Aveva gli occhi di chi ha visto troppo. Quando Cheesy è arrivato al rifugio, tremava davanti alle porte, rifiutava gli spazi chiusi, indietreggiava se un uomo provava ad avvicinarsi. Sul muso portava ancora il segno del filo di ferro che gli avevano stretto fino quasi a impedirgli di respirare. Una pesante catena gli pendeva dal collo. Sembrava un cane spezzato. E invece, qualcuno ha deciso che valeva la pena provarci.
Il dramma nascosto
Il suo salvataggio risale allo scorso aprile, quando un passante lo ha trovato in condizioni drammatiche per strada e lo ha portato al rifugio della Yolo County Animal Shelter, in California. Nessuno si è fatto avanti per reclamarlo. Fin dai primi giorni era evidente il trauma: Cheesy era terrorizzato dagli ambienti interni, dal rumore, dal semplice movimento delle persone.
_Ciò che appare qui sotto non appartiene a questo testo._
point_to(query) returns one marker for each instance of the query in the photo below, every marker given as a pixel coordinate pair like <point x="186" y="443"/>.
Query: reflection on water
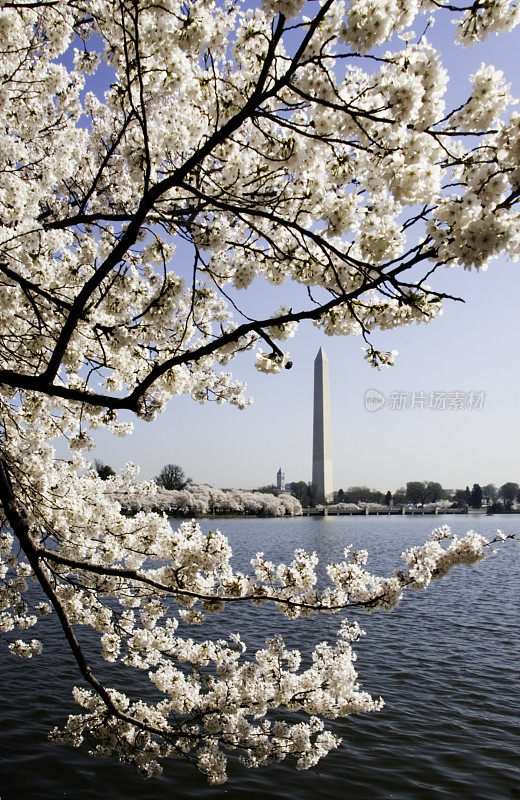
<point x="446" y="662"/>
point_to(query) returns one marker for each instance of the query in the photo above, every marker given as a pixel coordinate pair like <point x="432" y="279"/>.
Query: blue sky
<point x="473" y="347"/>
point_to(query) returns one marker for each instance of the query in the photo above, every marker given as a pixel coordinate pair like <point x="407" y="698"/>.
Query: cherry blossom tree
<point x="156" y="158"/>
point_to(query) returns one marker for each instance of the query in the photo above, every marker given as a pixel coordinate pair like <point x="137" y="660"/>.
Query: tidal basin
<point x="446" y="662"/>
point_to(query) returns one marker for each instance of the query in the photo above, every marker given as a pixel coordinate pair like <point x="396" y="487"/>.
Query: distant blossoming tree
<point x="281" y="142"/>
<point x="172" y="477"/>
Lo stress, in un cane reduce da abusi, può essere devastante: diversi studi hanno mostrato come i primi giorni in canile aumentino i livelli di cortisolo, l’ormone dello stress, nei cani appena arrivati. Per Cheesy, però, quei valori non calavano mai. Più passavano le settimane, più lui sembrava sprofondare.